The incidence rates of TB during bDMARD non-exposure, adalimumab exposure, etanercept exposure, golimumab exposure, infliximab exposure, secukinumab exposure and ixekizumab exposure were 13.96, 27.79, 14.28, 21.19, 33.62, 12.74 and 0.00 per 10 000 PYs, respectively (Table 3). As the PYs of ixekizumab exposure was too short and no events occurred during this short exposure duration, ixekizumab exposure was excluded in the Cox models.
Risk of incident TB across different bDMARDs
Table 4 presents the HRs for incident TB according to bDMARD exposure. Compared with bDMARD non-exposure, adalimumab exposure (adjusted HR [aHR], 2.174; 95% CI: 1.613, 2.930; P < 0.0001), golimumab exposure (aHR, 2.296; 95% CI: 1.391, 3.788; P = 0.0011) and infliximab exposure (aHR, 2.403; 95% CI: 1.647, 3.506; P < 0.0001) were associated with a significantly higher risk of TB. On the other hand, etanercept exposure (aHR, 1.007; 95% CI: 0.585, 1.733) and secukinumab exposure (aHR, 1.531; 95% CI: 0.212, 11.039) showed no significant increase in the risk of TB, compared with bDMARD non-exposure.
When compared with etanercept exposure, adalimumab exposure (aHR, 2.168; 95% CI: 1.205, 3.900; P = 0.0098), golimumab exposure (aHR, 2.134; 95% CI: 1.037, 4.392; P = 0.0396) and infliximab exposure (aHR, 2.430; 95% CI: 1.293, 4.568; P = 0.0058) were associated with a significantly higher risk of TB. Secukinumab exposure (aHR, 1.477; 95% CI: 0.190, 11.469) was not associated with a higher risk of TB compared with etanercept exposure.
In the exploratory subgroup analyses, similar results were observed across all subgroups except for subgroups stratified by CKD. The association between golimumab exposure (vs bDMARD non-exposure) and higher risk of TB was more robust in patients with CKD than in those without CKD (P for interaction = 0.007) (Supplementary Fig.

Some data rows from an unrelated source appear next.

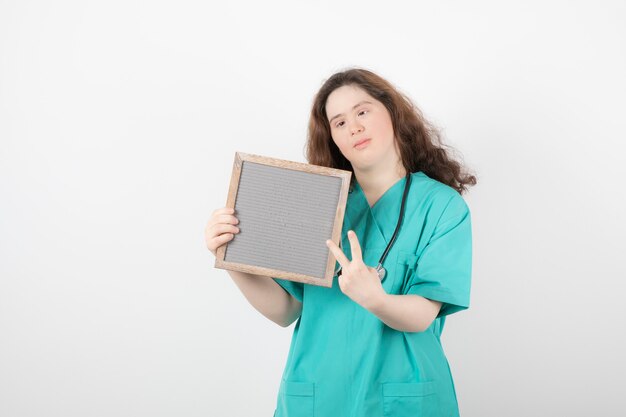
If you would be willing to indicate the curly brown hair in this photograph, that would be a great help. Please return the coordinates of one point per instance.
(419, 142)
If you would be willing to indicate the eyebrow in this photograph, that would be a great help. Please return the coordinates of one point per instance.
(353, 107)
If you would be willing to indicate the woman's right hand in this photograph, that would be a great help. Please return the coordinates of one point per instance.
(221, 228)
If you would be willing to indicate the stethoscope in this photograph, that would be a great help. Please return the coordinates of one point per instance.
(380, 269)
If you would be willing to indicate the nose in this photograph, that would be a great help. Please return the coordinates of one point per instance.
(356, 127)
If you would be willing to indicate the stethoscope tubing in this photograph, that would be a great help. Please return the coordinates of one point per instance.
(382, 272)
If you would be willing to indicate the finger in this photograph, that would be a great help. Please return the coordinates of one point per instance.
(226, 218)
(215, 243)
(355, 246)
(222, 218)
(222, 228)
(224, 210)
(338, 253)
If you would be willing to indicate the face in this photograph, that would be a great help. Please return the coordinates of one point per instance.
(361, 128)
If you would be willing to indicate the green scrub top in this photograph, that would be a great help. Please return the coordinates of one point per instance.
(343, 360)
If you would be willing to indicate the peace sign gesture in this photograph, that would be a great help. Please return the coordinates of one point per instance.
(357, 280)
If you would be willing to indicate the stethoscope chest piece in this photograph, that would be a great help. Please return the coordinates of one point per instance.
(382, 272)
(380, 269)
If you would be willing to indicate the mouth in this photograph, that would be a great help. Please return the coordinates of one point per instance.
(362, 143)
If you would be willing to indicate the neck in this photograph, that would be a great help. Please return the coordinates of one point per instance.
(374, 182)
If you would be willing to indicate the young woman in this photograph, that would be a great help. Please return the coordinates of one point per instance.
(370, 345)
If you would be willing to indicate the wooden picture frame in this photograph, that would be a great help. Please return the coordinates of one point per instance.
(286, 210)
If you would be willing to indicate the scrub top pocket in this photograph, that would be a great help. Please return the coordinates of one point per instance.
(410, 399)
(297, 399)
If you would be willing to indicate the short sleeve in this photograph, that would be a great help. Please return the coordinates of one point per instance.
(444, 268)
(296, 289)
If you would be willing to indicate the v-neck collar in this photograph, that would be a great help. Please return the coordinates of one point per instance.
(376, 219)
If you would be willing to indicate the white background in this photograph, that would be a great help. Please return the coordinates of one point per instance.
(118, 125)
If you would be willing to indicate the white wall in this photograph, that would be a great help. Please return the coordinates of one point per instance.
(118, 125)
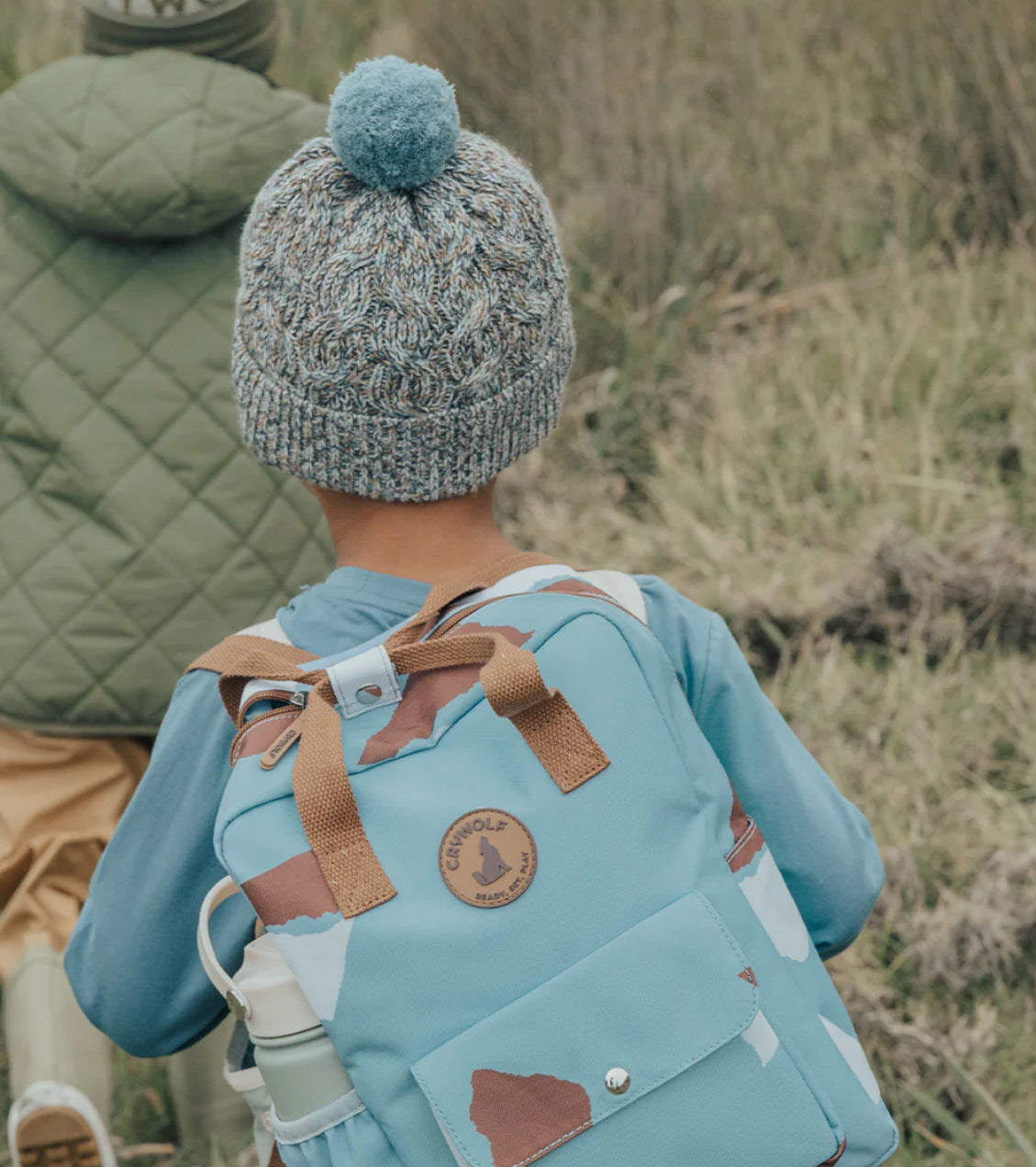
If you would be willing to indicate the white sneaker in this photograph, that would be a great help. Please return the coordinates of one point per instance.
(56, 1125)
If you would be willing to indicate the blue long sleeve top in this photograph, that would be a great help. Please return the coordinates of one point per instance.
(132, 958)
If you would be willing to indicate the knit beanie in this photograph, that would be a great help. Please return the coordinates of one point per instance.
(240, 31)
(403, 328)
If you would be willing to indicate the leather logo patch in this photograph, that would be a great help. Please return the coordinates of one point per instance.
(488, 858)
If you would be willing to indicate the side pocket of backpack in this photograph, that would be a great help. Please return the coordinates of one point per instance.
(342, 1135)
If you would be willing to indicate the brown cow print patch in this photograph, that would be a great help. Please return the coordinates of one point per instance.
(748, 839)
(293, 888)
(835, 1157)
(527, 1118)
(488, 858)
(425, 695)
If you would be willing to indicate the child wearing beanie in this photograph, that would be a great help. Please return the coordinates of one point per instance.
(403, 335)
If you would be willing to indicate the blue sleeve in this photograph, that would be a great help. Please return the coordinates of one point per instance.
(133, 960)
(820, 840)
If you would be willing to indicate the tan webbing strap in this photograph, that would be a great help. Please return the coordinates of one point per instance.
(330, 817)
(442, 595)
(515, 689)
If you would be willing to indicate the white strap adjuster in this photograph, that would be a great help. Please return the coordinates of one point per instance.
(365, 682)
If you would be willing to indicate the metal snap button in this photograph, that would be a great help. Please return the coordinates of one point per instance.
(366, 695)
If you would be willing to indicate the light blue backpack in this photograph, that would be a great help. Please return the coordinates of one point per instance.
(511, 878)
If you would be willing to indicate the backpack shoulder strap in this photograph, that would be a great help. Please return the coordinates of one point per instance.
(622, 588)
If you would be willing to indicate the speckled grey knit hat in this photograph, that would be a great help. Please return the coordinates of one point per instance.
(403, 327)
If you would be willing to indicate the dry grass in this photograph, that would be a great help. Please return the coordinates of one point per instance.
(805, 285)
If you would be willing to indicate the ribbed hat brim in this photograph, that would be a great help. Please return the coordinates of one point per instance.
(419, 458)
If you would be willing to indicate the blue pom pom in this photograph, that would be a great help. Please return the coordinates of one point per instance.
(394, 124)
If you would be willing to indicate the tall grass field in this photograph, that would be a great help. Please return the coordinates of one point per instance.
(803, 248)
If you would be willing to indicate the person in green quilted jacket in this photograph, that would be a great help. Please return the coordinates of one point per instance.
(134, 528)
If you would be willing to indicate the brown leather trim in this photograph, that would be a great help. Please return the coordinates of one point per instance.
(835, 1157)
(525, 1118)
(748, 839)
(256, 737)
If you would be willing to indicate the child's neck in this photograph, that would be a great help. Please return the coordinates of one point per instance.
(427, 541)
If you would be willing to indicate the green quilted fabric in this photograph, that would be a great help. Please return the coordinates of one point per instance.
(134, 528)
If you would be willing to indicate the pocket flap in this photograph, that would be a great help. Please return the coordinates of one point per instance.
(648, 1005)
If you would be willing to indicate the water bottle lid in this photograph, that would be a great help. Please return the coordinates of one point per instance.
(278, 1004)
(263, 992)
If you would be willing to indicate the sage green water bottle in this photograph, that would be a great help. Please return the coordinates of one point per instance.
(299, 1064)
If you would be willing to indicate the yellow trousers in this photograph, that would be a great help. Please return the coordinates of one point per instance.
(60, 801)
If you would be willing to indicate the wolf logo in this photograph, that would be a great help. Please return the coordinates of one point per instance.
(493, 866)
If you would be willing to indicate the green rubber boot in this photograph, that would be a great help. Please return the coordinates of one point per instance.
(213, 1118)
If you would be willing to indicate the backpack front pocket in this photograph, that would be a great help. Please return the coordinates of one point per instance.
(652, 1050)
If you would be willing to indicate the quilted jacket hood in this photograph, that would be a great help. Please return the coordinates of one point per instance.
(153, 145)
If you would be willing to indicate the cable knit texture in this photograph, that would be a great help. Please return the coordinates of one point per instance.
(400, 344)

S3, available at Rheumatology online).
Patient characteristics and incidence rate of IBD
Of the 43 396 patients (mean age: 41.6 [16.5] years; male: 70.7%) included in the IBD study cohort, 43 396, 6110, 2990, 3063, 2313, 433 and 41 patients contributed PYs to bDMARD non-exposure, adalimumab exposure, etanercept exposure, golimumab exposure, infliximab exposure, secukinumab exposure and ixekizumab exposure, respectively (Supplementary Fig. S2, available at Rheumatology online). Table 1 presents the prevalence of comorbidities as well as the medications used during the study period. Uveitis (28.6%) was the most common comorbidity, and non-selective NSAIDs (91.4%) comprised the most common concomitant medication. The EAIRs of IBD for non-exposure, TNFis and IL-17is were 0.18, 0.19 and 0.44 per 100 PYs, respectively (Table 2).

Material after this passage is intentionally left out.